BEIJING: Euphoric Chinese crowds chanting “Go Olympics, Go Beijing” cheered the Olympic flame through Tiananmen Square yesterday at the end of its troubled global relay.
Foreign protesters tried to spoil the party by unfurling “Free Tibet” banners from poles near the main “Bird’s Nest” venue where the Games open tomorrow.
Police rushed to detain the two Britons and two Americans, and stopped other public protests during the day.
Most of the 10,500 athletes from 205 countries have now arrived. The first competition — women’s soccer — started last night, giving Chinese fans the first chance to show their Olympics fervor.
Men’s soccer, which has drawn Brazil’s Ronaldinho and may also figure Argentina’s Lionel Messi, starts today. Then at the weekend, the eagerly awaited swimming competition begins in the new “Water Cube” pool, another shimmering landmark for the Olympics. American Michael Phelps is seeking to smash compatriot Mark Spitz’s 1972 record of seven golds in one Games.

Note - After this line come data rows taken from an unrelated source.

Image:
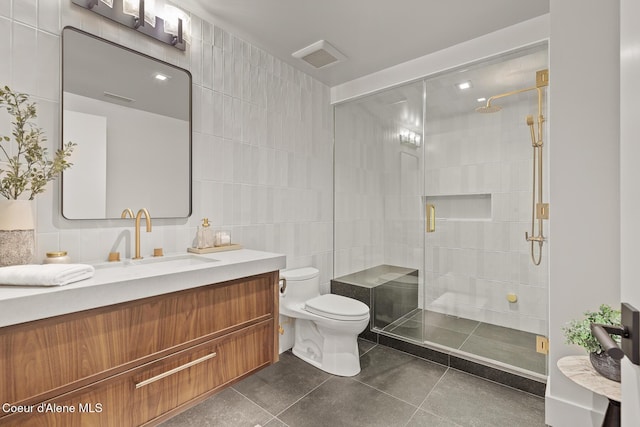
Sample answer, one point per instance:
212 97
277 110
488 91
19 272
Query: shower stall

In Tiananmen Square, Beijing’s symbolic heart best-known to the world for the crushing of 1989 student protests, one of China’s most famous sportsmen, 7ft 6in basketball player Yao Ming, held the flame above a sea of beaming faces.
Though not fully fit, NBA player Yao will lead China’s team when basketball starts at the weekend, also featuring a US squad pumped to avenge missing gold in Athens four years ago. Children wore “I Love China” T-shirts and workers waved flags and pom-poms, while drums and cymbals resounded around Tiananmen under a portrait of late revolutionary leader Mao Zedong.
China’s Communist leaders hope such images of the torch’s final passage through the host city will help banish memories of Tibet protests dogging the flame in Paris, London and elsewhere. So police were quick to react to yesterday’s Tibet protest, taking 12 minutes to remove the four, according to state media. Police also banned US swimmer Amanda Beard from holding a pro-animal rights news conference. Instead, she took to the street to unveil a nude photo of herself saying “Don’t wear fur.” And in a clutch of such political statements yesterday, three Americans shouted against China’s population control policies in Tiananmen before police intervened, while a Tibet film got a secretive premier to reporters in a dingy hotel room. The Games have given China an unprecedented chance to showcase its modern face and economic progress but have also galvanized critics of its human rights record.
Demonstrations around the torch’s international legs offended many Chinese, who see the Games as a moment of national pride for a nation some view as the emerging 21st century superpower.
Some $18 billion of cleanup measures have reduced contamination to safe levels, according to Olympics chiefs, but not produced the sunshine and blue skies China longs for. Anxious US cyclists arrived with facemasks on, though that drew disapproval from the International Olympic Committee (IOC) which said it was unnecessary. The athletes later apologized.
Brazilian soccer coach Dunga was in a flap over the food served to his multi-millionnaire players. “When you ask the chef to change the menu, he has to talk to his boss, who has to talk to his boss ... and by that time the Olympics are over.”
Other Olympians were in a more mellow mood. Italian weightlifter Giorgio de Luca wound down in flip-flops after a tough gym session with a surreptitious cigarette. “I’d say 70 out of 100 athletes in the Olympic village smoke,” he said, perhaps exaggerating a little.
And while most teams tuck themselves away, Jamaica’s athletes had a night out at a jazz club to mark their Independence Day. Big names abound, with Roger Federer and Rafael Nadal, for example, bringing their long-running tennis rivalry to China. To protect the athletes and guard against terrorism or protests, a 100,000-strong force is on hand in Beijing.
Authorities intensified security this week after suspected separatists attacked a group of jogging policemen with homemade explosives, killing 16, in the far west.
Perennial Olympic powerhouse Russia was in the limelight for all the wrong reasons after a series of athletes’ drug suspensions drew accusations of “systematic doping” by the IOC.
On another of China’s international sore points due to its ties with Sudan, Team Darfur, a coalition of athletes seeking to draw attention to the conflict there, said Beijing had revoked the visa of its co-founder and Olympic gold medalist Joey Cheek.
He called his visa denial “part of a systemic effort by the Chinese government to coerce and threaten athletes who are speaking out on behalf of the innocent people of Darfur.”